One fruitlessly inspects his art for a lifetime, finding nothing and wasting time, to come to no resolution. And what fulfilment is gained from this? A kind of spiteful satisfaction, perhaps, that of Dostoevsky’s underground man foregoing his ill-deserved cakes, you might think. But I forego this spiteful pleasure too, and take refuge in something else.
It has unlocked no doors of perception for me, even as I progress from my straight-backed stride (I, too, am an academic, after all) to total reliance on a chipped and narrow cane, and I have long considered the question with reference to Carcinogenus’ ‘little pale book’ – termed so by the original publisher as an ironic commentary on his similarity to both Carl Jung and Mao Tse-tung, but with none of the fire that made either man.
You may recall I referred to him as irrational. I made this claim because of this little pale book, where he proclaims the earnest truth of one position on the recto, and then the inverse, argued just as passionately, on the verso. This is not accomplished in words. Rather, it’s a series of pathetic sketches that appear to have been scribbled while on a bumpy ride on public transport. In his letters, he called these sketches his aphorisms, and while there is something languid and terse about their composition, they are too pathetically trite to be given the same name as Nietzsche’s grand insights. Nor are they witty enough to be taken as jokes.
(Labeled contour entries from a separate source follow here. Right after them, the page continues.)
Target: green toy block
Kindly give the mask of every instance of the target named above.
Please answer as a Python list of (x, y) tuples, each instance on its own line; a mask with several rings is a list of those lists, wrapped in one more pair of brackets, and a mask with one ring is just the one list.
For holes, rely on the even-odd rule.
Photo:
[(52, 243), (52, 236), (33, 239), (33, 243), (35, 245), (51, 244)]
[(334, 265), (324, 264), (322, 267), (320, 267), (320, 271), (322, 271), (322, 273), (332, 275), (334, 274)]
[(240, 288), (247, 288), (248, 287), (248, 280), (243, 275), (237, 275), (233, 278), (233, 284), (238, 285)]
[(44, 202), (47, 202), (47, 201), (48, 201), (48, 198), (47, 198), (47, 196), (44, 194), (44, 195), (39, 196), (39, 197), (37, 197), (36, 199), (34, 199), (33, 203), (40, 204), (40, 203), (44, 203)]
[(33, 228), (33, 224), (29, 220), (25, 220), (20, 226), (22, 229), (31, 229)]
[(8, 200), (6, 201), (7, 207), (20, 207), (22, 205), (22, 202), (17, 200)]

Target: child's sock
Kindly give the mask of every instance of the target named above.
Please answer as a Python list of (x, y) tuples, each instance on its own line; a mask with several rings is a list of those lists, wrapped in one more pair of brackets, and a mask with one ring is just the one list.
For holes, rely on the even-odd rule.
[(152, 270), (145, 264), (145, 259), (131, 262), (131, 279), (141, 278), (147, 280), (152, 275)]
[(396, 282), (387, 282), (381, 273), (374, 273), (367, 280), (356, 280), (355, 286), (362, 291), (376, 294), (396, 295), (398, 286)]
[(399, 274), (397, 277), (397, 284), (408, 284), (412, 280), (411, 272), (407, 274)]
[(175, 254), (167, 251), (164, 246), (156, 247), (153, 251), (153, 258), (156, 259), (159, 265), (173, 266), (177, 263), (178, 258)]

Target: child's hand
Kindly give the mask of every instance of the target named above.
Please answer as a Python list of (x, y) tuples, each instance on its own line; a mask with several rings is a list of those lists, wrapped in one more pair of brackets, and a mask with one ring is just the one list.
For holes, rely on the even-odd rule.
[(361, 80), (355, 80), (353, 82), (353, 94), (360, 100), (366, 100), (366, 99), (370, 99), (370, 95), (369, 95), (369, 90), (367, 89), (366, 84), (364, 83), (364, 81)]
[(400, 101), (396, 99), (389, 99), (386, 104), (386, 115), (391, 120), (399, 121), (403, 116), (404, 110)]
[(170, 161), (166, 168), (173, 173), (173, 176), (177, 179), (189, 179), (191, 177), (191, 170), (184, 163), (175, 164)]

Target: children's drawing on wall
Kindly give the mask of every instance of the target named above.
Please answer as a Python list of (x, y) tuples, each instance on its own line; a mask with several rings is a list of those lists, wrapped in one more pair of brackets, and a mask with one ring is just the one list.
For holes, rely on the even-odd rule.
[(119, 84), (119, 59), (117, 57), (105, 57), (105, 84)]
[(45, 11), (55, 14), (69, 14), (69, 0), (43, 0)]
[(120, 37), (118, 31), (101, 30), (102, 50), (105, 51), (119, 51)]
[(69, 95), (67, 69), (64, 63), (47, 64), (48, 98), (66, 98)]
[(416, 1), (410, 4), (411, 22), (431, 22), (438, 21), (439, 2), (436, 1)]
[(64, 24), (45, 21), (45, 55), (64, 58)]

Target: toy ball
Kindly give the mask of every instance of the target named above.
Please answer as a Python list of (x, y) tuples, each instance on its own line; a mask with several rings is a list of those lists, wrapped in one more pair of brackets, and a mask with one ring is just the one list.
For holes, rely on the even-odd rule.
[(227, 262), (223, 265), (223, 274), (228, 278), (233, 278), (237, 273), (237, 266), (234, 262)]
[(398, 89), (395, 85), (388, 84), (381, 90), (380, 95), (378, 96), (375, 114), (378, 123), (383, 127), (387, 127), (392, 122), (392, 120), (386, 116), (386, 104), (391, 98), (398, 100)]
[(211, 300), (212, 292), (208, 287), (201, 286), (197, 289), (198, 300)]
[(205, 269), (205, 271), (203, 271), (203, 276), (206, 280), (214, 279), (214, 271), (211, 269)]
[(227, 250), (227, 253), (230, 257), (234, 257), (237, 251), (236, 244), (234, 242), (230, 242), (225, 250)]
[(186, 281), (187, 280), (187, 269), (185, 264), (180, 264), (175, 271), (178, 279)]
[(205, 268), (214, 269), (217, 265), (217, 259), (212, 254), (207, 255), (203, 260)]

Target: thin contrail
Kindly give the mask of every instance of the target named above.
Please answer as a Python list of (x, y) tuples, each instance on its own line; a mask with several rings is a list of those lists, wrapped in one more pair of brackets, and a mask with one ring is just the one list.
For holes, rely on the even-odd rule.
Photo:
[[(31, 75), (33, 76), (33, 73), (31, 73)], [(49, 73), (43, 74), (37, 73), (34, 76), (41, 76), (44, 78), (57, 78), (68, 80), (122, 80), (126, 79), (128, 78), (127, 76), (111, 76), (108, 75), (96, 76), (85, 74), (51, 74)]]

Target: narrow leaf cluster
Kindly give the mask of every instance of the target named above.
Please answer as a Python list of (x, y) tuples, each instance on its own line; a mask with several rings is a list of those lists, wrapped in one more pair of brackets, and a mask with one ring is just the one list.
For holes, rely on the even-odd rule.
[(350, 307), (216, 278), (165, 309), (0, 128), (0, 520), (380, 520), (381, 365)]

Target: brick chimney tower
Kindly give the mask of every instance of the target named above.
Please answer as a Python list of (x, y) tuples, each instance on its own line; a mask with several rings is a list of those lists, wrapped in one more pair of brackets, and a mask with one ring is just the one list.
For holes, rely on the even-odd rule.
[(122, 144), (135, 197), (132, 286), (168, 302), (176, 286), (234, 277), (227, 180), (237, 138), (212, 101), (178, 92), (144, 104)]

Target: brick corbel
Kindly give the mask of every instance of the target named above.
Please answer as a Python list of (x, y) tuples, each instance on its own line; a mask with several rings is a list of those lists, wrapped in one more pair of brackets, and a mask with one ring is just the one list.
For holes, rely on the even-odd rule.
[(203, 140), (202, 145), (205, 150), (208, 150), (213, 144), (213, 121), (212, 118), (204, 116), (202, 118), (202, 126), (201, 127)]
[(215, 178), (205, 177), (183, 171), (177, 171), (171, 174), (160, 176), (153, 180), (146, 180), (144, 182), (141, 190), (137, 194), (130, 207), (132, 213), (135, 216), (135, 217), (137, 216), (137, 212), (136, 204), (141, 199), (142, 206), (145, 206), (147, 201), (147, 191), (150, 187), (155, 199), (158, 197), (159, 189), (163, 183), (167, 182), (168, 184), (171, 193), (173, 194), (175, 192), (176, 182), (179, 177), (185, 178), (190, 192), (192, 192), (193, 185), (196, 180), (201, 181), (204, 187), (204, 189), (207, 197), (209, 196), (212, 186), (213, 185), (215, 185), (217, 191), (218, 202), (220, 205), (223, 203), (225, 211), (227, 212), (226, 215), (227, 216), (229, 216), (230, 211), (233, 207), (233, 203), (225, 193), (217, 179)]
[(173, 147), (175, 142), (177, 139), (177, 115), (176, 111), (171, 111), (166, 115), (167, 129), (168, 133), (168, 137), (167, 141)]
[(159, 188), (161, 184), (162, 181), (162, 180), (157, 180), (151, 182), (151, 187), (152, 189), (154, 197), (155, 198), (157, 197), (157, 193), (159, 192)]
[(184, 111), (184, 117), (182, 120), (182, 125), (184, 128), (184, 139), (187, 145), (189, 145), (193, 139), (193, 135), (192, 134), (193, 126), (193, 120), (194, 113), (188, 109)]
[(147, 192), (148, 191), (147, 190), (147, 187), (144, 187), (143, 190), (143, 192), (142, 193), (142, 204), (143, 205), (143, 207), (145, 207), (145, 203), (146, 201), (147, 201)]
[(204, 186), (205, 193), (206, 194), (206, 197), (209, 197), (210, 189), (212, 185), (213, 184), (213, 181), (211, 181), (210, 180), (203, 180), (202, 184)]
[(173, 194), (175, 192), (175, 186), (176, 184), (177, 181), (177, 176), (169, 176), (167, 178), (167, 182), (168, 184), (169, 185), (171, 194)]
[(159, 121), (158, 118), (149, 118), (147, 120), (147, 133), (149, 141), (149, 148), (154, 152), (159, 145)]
Some of these aphorisms’ subjects manage to escape the little pale book and end up frozen on a canvas, whereupon the artist’s almost Buddhist ability to strip the meaning and character from everything becomes more apparent than in the book, and the pressing blaze of the summer scene, or the floating sakura blossoms near the river, or the chorus of frogs in the city ruins, are revealed for the nihilistic nightmares they really are.
You may ask why entertaining different points of view makes one irrational: well, chiefly, it’s because of that earlier aforementioned tomfoolery: he takes the trite option of endless classification popular among prospective dictionary-makers of earlier centuries and tries to paint the opposite of the recto’s drawings on the verso. The frogs in the ruins become dragonflies, spaceships flying towards a floating, newly-built city in the sky; the sakura blossoms falling off the tree are a sweating workman gluing autumn leaves back onto a classic Canadian maple. This is irrational because there’s no basis for determining the opposite of any of the original ideas.
I wonder at the madness and chaos of Carcinogenus’ age, which I have studied so often in my pursuit of the man’s mind, and I find no answer as to how he became so well-loved by his peers, and was prophesied to last further into the future than even my own time. It may be considered the luck of history that, but for my untimely intervention (and this will be a short-lived phenomenon as I have utterly failed to drum up any new interest) this last prediction has been proven so drastically wrong. I know I am the last man who will ever study Carcinogenus.
I go on reading that little pale book, looking at those meaningless icons covering my walls, and instead of kneeling to pray before them, I knock them off the walls, wrinkled fists flailing at the cheap wooden slats, screaming, until I lie dazed and exhausted in a pile of ripped canvas and the blood from my own torn knuckles, my glasses broken and knocked askance, my thin, long hair clinging to the dirty carpet. There I pant and feel the broken frames of the paintings covering my body, a careless vain shroud. I hear a phantom chuckling.
Even here, at the end of my rational, long life, I find no answers, but only struggle on with this madman always ahead of me, laughing.